When I went through the police academy all those years ago, I was given a top ten list – a list of ten mistakes officers have made that cost them their lives. Many officers taped the list to their metal clipboards as a reminder to not become complacent. It is a stark reminder of what the officer needs to prepare and watch out for on the street.
After witnessing countless personal tragedies off the street among law enforcement colleagues, friends, and acquaintances, it becomes quite evident to me that there are spiritual survival skills needed for the peace officer which are just as important as the physical ones.
Now, I was not given the list in the academy as an exercise in “Monday-Morning-Quarterbacking” of those who had come before me. Instead it was wisdom passed on so that I might survive.

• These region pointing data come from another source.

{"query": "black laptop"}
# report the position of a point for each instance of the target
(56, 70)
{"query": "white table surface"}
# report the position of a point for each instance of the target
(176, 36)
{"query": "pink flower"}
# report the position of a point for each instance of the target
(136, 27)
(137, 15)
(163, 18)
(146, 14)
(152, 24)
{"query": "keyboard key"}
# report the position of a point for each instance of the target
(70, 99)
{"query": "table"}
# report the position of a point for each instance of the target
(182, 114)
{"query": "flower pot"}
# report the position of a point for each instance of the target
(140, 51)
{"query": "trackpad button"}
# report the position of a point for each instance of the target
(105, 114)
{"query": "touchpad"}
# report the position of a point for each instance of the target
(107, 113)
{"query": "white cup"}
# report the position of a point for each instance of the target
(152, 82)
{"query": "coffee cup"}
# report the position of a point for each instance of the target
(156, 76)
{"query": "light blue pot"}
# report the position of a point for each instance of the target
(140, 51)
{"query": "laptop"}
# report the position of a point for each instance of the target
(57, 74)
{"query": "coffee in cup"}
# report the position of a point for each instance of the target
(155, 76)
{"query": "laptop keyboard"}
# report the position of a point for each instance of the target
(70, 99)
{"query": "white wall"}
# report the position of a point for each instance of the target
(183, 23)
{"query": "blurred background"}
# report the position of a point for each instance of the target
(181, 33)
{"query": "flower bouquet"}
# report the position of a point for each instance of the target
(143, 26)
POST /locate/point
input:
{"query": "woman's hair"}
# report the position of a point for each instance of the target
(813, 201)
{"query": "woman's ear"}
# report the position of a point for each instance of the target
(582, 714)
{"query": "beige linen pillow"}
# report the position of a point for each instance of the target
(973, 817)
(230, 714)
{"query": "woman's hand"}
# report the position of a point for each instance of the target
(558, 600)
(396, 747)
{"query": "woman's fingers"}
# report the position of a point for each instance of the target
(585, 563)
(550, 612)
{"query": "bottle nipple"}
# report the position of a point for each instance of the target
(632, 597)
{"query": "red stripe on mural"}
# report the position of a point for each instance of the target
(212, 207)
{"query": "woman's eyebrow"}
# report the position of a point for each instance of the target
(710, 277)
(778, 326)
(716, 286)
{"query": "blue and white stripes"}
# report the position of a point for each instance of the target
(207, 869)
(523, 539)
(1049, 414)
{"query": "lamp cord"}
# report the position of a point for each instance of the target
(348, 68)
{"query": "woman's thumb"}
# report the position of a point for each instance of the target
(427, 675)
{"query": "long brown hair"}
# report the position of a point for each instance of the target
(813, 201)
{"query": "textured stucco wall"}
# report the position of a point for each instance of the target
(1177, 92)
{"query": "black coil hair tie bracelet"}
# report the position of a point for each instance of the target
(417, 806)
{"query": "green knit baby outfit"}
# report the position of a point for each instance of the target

Similarly, we are not offering this insight to “Monday-Morning-Quarterback” your spiritual life. Instead it is offered in the same spirit as I spoke about above; it is offered as, perhaps, some wisdom to help keep your soul in good shape in the midst of the foolishness and mayhem you deal with on a day-to-day basis.

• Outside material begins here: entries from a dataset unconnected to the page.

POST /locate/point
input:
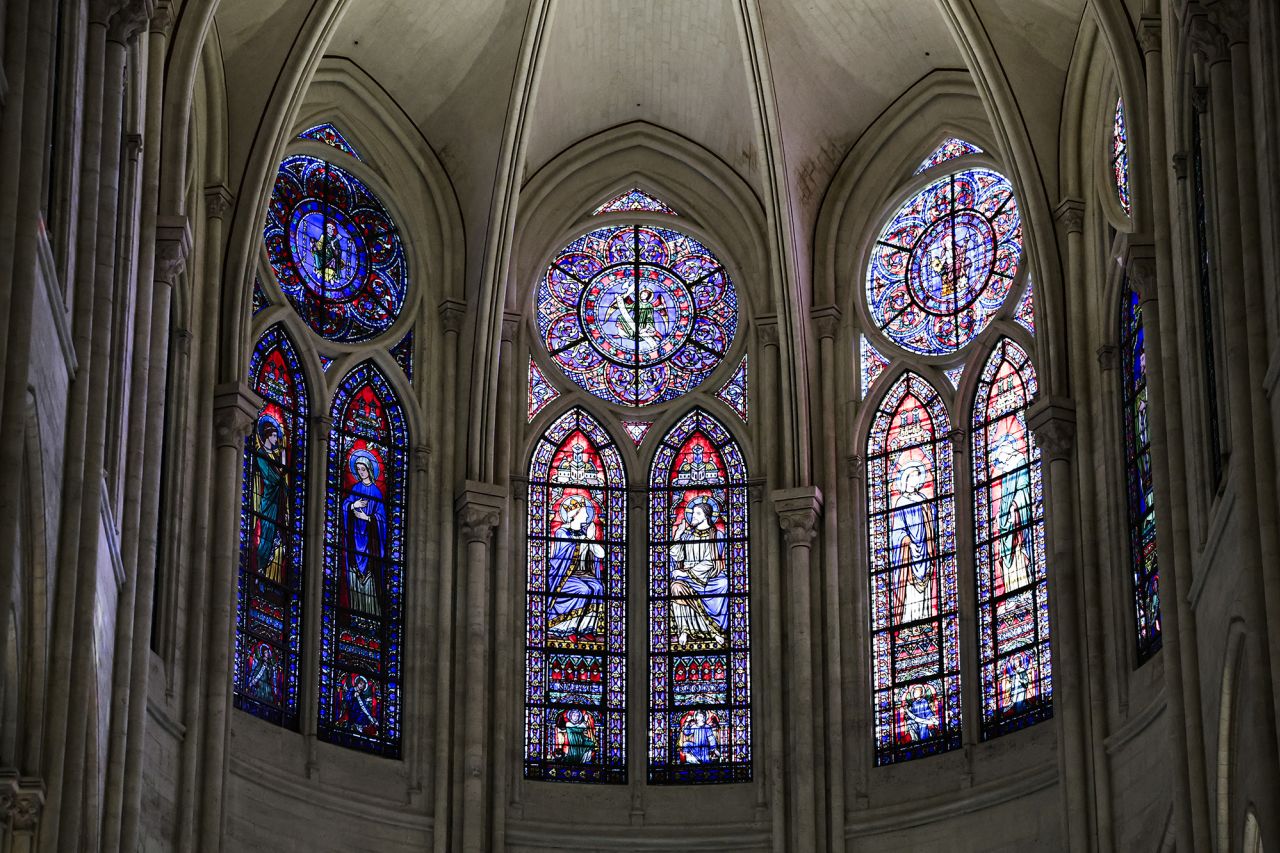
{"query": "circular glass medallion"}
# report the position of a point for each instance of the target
(945, 263)
(636, 315)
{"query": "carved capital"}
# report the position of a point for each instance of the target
(452, 313)
(799, 511)
(173, 246)
(236, 409)
(1070, 215)
(1052, 419)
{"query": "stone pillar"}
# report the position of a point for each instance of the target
(479, 509)
(1054, 423)
(799, 511)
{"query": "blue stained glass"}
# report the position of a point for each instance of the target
(699, 619)
(634, 199)
(636, 314)
(950, 149)
(1009, 532)
(914, 601)
(576, 597)
(336, 251)
(1141, 492)
(273, 523)
(362, 601)
(945, 263)
(734, 393)
(330, 136)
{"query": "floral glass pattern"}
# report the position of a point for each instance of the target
(915, 643)
(1009, 532)
(576, 596)
(273, 521)
(699, 621)
(1141, 488)
(336, 251)
(945, 261)
(362, 600)
(636, 314)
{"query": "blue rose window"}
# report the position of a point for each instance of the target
(336, 251)
(946, 261)
(636, 314)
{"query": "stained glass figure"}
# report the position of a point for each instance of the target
(915, 643)
(634, 199)
(734, 392)
(873, 364)
(1009, 532)
(336, 251)
(576, 597)
(950, 149)
(330, 136)
(638, 429)
(1141, 487)
(273, 520)
(362, 602)
(403, 355)
(636, 314)
(540, 392)
(1025, 313)
(699, 626)
(260, 301)
(1120, 158)
(945, 261)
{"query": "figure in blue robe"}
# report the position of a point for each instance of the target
(365, 525)
(574, 573)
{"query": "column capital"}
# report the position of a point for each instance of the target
(826, 322)
(452, 313)
(236, 407)
(173, 246)
(799, 511)
(1052, 419)
(1070, 214)
(479, 507)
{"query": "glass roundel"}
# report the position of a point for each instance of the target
(636, 314)
(946, 261)
(336, 251)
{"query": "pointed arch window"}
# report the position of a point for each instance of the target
(699, 620)
(1009, 534)
(915, 635)
(576, 596)
(273, 516)
(1138, 479)
(362, 603)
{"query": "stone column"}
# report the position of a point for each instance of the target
(799, 511)
(1054, 423)
(479, 509)
(236, 409)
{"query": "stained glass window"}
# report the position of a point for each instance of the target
(634, 199)
(273, 519)
(330, 136)
(950, 149)
(699, 628)
(1120, 158)
(1009, 532)
(575, 717)
(915, 643)
(636, 314)
(945, 261)
(873, 364)
(336, 251)
(1138, 479)
(734, 392)
(362, 602)
(540, 392)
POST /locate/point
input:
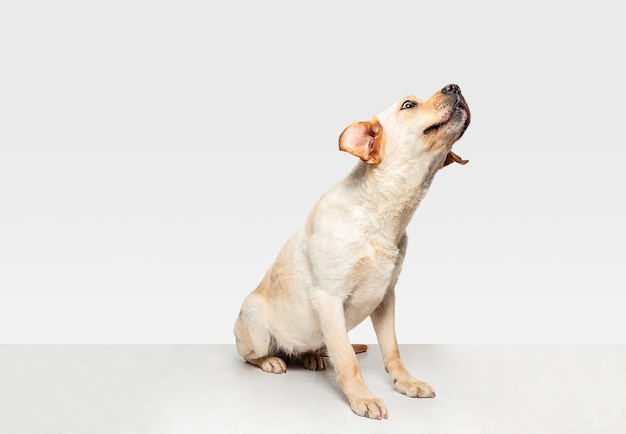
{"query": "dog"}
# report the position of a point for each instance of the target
(343, 265)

Paul, in his letter to the Romans writes: “I appeal to you therefore, brothers, by the mercies of God, to present your bodies as a living sacrifice, holy and acceptable to God, which is your spiritual worship. Do not be conformed to this world, but be transformed by the renewal of your mind, that by testing you may discern what is the will of God, what is good and acceptable and perfect.” (Romans 12:1-2)
So, here, I’d like to hone in on #10 in the list: Dirty, Inoperative, or Unused Weapons or Equipment - Are your weapons clean? Will they fire? Do you carry and employ the proper weapon, ammunition and equipment? Do you wear your body armor? Do you keep your knowledge and skills honed?
I confess that while I enjoyed heading down to the firing range, cleaning my duty-weapon was not a favorite activity for me. But, it was driven hard for us that neglecting our weapons could prove fatal. I have found, from my own experience, and through observation of colleagues, friends, and acquaintances, as I mentioned above, that neglecting our security, our identity, and our meaning for our lives – for the core of who we are can also prove to be grave.
What follows is a list to think on regarding the basic need for keeping your handgun clean and your heart whole.
I. Manufacturer’s manuals are critical. While not all of them are detailed enough, but most are clear and some comprehensive, containing schematics, model specific maintenance guidelines and information on the weapon’s mechanical operation. Being a gunsmith isn’t required, but a working knowledge of your weapon is.
Spiritual Application: “Take the helmet of salvation, and the sword of the Spirit, which is the Word of God.” (Ephesians 6:17) Here, the term refers to the sharp, short sword used in close combat. Utilizing the user’s manual for your heart prepares you for the spiritual close combat that can bruise the soul in the varied human misadventure and mayhem you regularly deal with.
II. As the saying goes: “Cleaning postponed is often cleaning forgotten.” Often, I disliked the cleaning of my weapon after our in-service training and qualification because we finished with night fire; and I was anxious to get home. Nevertheless, the cleaning was done because I knew I would forget if I didn’t do it then; and I knew that the time to clean my weapon was NOW!
Spiritual Application: “Behold, now is the favorable time; behold, now is the day of salvation.” (2 Corinthians 6:2) Here, St. Paul, who started his career in serving warrants (cf. Acts 9:1-2), is imparting to us the importance and seriousness of God’s offer of Grace; that His favor is being offered now to you and me and that we should not take this lightly. Our very identity, security, and meaning are at stake.